Wednesday, September 28, 2011
By Jimmy S. Mallia

While the individual mandate remains tied up in the court system, a number of health care reform measures have taken hold.

As the legal battle over health care reform rages on in an uncertain political environment, many are left wondering where we are with health care reform. While the 2010 and 2011 pieces of reform are in place, the vagueness of the law means some aspects of it are not being enforced.

The main focus of the uncertainty still swirls around the coverage requirement. Upon passage of the Patient Protection and Affordable Care Act, a total of 28 states — largely Republican — filed joint or individual lawsuits challenging numerous key provisions of the law; the most notable being the individual mandate that requires all Americans to purchase health insurance coverage by 2014 or face penalties. The individual mandate takes center stage in this piece of legislation, and without it the law’s mission of expanding coverage to many of the uninsured will be lost — as will the funding.

With appellate courts providing split decisions across the nation, it is anticipated that the final judgment will ultimately be in the hands of the Supreme Court. As recently as Sept. 8, the 4th U.S. Circuit Court of Appeals in Virginia dismissed two lawsuits by the state of Virginia and Liberty University, both challenging the constitutionality of the individual mandate.
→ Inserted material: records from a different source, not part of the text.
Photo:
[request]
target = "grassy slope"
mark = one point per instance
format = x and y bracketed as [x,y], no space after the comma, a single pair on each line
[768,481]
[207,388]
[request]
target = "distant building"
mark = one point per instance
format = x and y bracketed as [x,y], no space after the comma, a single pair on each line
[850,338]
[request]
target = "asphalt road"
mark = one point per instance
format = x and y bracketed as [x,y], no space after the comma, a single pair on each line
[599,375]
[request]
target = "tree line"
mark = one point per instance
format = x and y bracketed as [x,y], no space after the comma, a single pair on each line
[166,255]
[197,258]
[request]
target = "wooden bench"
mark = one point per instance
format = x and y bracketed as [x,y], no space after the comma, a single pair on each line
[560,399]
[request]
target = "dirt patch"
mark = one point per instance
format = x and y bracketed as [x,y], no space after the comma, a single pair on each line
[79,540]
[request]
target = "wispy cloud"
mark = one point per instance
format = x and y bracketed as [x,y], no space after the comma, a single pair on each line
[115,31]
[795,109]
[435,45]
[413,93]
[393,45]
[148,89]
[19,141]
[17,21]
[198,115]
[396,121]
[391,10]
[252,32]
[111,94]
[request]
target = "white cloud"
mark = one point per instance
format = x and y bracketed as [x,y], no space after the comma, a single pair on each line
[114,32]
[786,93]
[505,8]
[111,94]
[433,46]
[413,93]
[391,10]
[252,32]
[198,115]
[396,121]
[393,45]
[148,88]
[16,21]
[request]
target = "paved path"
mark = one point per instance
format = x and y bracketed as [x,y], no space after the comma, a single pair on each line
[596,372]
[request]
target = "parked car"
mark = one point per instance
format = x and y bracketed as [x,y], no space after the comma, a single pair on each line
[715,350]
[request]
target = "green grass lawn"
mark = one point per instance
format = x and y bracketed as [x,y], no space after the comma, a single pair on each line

Although these rulings were largely based on procedural issues, prior to this win the political scorecard was even: a Cincinnati appeals court ruling in favor of the law while an Atlanta appeals court ruled that the individual mandate was unconstitutional.

Still, health care reform measures are moving according to schedule, with the most significant of changes for 2011-2012 being made to the Medicare Part D drug benefit, W-2 reporting capabilities, annual dollar limit changes for health savings accounts, and the implementation of medical loss ratios for insurers.

Seniors currently enrolled in Medicare Part D have seen advantageous changes regarding the coverage gap or “donut hole.” With Medicare Part D, you pay 100 percent of your drug costs until you reach the $310 deductible. Then you pay 25 percent of the cost of your drugs, while the Part D plan pays the rest, until the total you and your plan spend on your meds reaches $2,800. That is when you hit the coverage gap referred to as the “donut hole.” In the past, you were responsible for the full cost of your drugs until the total you’d spent for your drugs reached the yearly out-of-pocket spending limit of $4,550. Now, however, once an individual reaches his donut hole, a 50 percent discount on the total cost of covered brand-name prescription drugs will be applied while in the gap. Over the next 10 years, it is anticipated that additional discounts will be phased into Medicare, assisting with the cost of both brand-name and generic drugs until the gap is closed in 2020.

Starting in tax year 2011, the Patient Protection and Affordable Care Act will require employers to disclose the value of health coverage for each employee on their individual annual W-2 forms. Although the intent of this measure is still unclear, lawmakers in favor of the law are advising employers that this is solely for informational purposes, and will give employees a greater understanding of their overall health care costs, allowing them to be more informed consumers.

If you are currently contributing to a health savings account, there is good news for calendar year 2012. Individuals with self-only coverage will now be allowed to contribute $3,100 per year, up from 2011’s $3,050. Family coverage will also have a contribution limit increase from $6,150 to $6,250 These IRS cost-of-living adjustments follow a year where limits in 2011 were unchanged from 2010.

Perhaps the biggest change to uproot the current health care structure is the implementation of medical loss ratios for insurers. MLRs refer to the percentage of premium dollars spent on medical care versus administrative and overhead costs. Insurers must spend 80-85 percent of the money collected from customers on health care services and health care quality improvement. They must report their MLR to state and federal agencies, and if medical loss ratios are not met, consumers get rebates.

So, where are we? Short term reform is moving forward, albeit slowly. However, long term — the future of health care — is still anyone’s guess.

Jimmy S. Mallia is president of the Employee Benefits Division at Dwight Andrus Insurance and has been with the agency for the past 17 years. In addition to individual health policies, his division specializes in self-funded and employer group plans.